A GMCSF and IL7 fusion cytokine leads to functional thymic‐dependent T‐cell regeneration in age‐associated immune deficiency

The competence of cellular immunity depends on a diverse T‐cell receptor (TCR) repertoire arising from thymic output. Normal thymopoiesis arises from marrow‐derived CD3 − CD4 − CD8 − triple‐negative T‐cell progenitors (TN), which develop into mature single‐positive (SP) CD4 or CD8 T cells after expressing both CD4 and CD8 (double‐positive, DP) transiently, leading to de novo T‐cell production. Interleukin‐7 (IL7) is a singularly important common γ‐chain IL involved in normal thymic development. Our previous work has demonstrated that γ c cytokines fused with granulocyte‐macrophage colony stimulating factor (GMCSF) at the N‐terminus acquire unheralded biological properties. Therefore, to enhance thymopoiesis, we developed a novel biopharmaceutical based on the fusion of GMCSF and IL7, hereafter GIFT7. Systemic administration of GIFT7 leads to cortical thymic hyperplasia including the specific expansion of CD44 int CD25 − double‐negative 1 (DN1) thymic progenitors.

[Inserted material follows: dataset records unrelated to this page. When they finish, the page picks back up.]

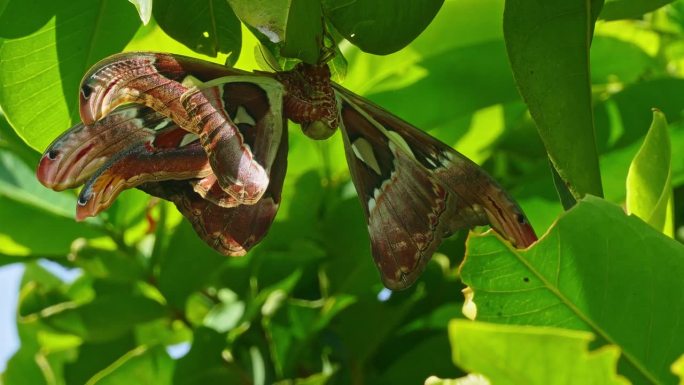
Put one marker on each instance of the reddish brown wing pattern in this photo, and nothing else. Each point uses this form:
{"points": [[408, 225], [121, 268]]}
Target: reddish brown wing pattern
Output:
{"points": [[415, 190]]}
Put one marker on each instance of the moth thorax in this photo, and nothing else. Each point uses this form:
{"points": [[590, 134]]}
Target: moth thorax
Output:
{"points": [[310, 100]]}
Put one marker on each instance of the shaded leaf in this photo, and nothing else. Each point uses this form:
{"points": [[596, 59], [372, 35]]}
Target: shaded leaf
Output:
{"points": [[471, 379], [548, 47], [381, 27], [628, 9], [554, 283], [649, 192], [204, 363], [186, 266], [45, 52], [107, 317], [95, 357], [10, 141], [288, 28], [304, 31], [544, 356], [208, 27], [678, 368]]}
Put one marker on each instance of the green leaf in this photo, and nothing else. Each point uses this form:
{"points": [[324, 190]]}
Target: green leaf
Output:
{"points": [[304, 31], [649, 191], [543, 356], [48, 46], [144, 8], [142, 365], [18, 182], [114, 265], [678, 369], [596, 270], [94, 357], [206, 26], [23, 200], [381, 27], [107, 317], [548, 47], [204, 363], [629, 9]]}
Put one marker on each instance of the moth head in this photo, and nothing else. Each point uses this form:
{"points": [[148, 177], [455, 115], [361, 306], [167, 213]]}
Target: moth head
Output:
{"points": [[310, 99]]}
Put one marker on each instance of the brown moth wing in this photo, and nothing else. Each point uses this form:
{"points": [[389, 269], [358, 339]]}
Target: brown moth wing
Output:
{"points": [[137, 165], [158, 81], [77, 154], [242, 154], [416, 190], [229, 230]]}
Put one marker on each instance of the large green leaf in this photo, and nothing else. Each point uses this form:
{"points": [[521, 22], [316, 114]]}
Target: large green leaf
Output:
{"points": [[295, 24], [48, 45], [381, 27], [597, 270], [205, 26], [548, 47], [10, 141], [649, 192], [186, 266], [532, 355], [627, 9]]}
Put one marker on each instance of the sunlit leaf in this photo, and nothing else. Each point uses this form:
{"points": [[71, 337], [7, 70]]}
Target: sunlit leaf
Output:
{"points": [[594, 248], [381, 27], [543, 356], [627, 9], [45, 52], [649, 192]]}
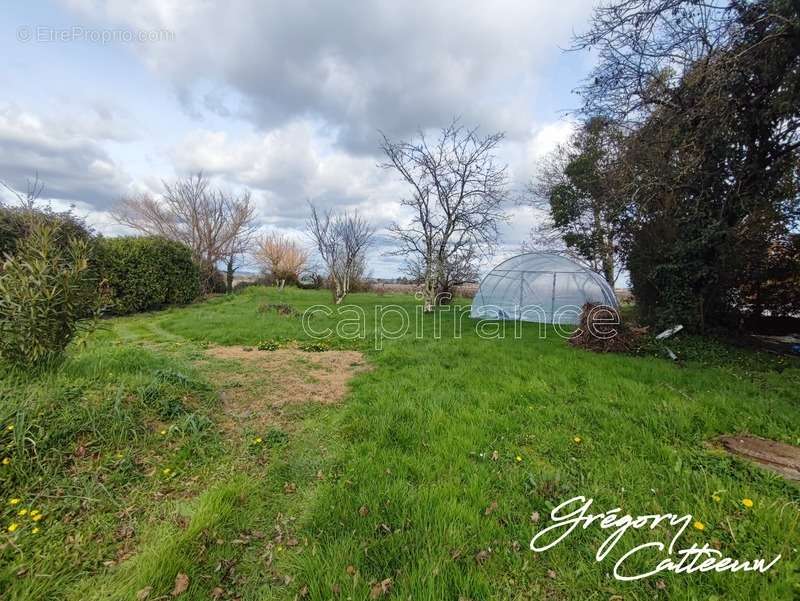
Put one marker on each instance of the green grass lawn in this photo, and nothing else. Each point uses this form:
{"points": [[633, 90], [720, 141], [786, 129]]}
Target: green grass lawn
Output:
{"points": [[424, 478]]}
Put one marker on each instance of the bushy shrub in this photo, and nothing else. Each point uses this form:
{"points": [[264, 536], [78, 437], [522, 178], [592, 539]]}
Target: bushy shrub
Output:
{"points": [[16, 223], [47, 294], [147, 273]]}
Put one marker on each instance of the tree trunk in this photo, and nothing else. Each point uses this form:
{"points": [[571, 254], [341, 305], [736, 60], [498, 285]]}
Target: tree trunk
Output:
{"points": [[230, 269]]}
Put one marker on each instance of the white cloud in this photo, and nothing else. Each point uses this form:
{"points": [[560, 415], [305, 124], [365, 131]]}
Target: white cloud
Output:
{"points": [[359, 65], [71, 163]]}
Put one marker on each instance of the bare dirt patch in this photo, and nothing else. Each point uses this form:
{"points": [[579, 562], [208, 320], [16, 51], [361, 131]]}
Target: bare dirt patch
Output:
{"points": [[262, 386], [778, 457]]}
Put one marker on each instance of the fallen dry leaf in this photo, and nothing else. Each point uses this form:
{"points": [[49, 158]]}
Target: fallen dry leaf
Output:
{"points": [[181, 584], [381, 588], [144, 593]]}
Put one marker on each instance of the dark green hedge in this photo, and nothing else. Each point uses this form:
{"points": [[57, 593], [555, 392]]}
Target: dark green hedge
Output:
{"points": [[147, 273]]}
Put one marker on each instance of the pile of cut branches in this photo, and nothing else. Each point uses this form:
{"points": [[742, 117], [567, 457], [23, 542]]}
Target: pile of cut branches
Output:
{"points": [[601, 330]]}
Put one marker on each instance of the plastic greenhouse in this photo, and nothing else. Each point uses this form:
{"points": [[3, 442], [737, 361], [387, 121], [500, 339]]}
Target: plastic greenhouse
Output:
{"points": [[540, 287]]}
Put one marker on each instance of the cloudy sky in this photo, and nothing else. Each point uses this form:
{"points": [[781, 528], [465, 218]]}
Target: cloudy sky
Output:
{"points": [[103, 99]]}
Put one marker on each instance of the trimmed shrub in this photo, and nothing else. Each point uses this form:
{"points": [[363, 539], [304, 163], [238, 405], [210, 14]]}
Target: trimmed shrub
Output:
{"points": [[146, 273], [48, 293], [16, 224]]}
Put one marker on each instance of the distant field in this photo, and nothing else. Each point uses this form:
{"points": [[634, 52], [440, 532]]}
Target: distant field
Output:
{"points": [[170, 446]]}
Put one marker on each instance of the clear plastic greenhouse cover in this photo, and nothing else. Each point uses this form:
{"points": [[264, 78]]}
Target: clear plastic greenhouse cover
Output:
{"points": [[540, 287]]}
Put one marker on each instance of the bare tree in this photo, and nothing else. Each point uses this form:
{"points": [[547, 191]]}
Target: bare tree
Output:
{"points": [[341, 241], [457, 192], [212, 223], [243, 227], [27, 200], [282, 258]]}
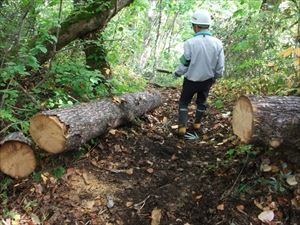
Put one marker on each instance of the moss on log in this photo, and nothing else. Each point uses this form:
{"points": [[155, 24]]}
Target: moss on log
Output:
{"points": [[64, 129]]}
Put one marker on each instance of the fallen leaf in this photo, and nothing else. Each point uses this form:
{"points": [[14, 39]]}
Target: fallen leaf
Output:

During murine cytomegalovirus (mCMV) infection of aged animals, GIFT7‐mediated neo‐thymopoiesis led to increased absolute numbers of viral‐specific CD8 + T cell. Our work demonstrated that thymic precursors can be therapeutically repopulated and its reconstitution leads to meaningful central and peripheral T‐cell neogenesis, correcting immune dysfunction arising from age‐associated thymic atrophy.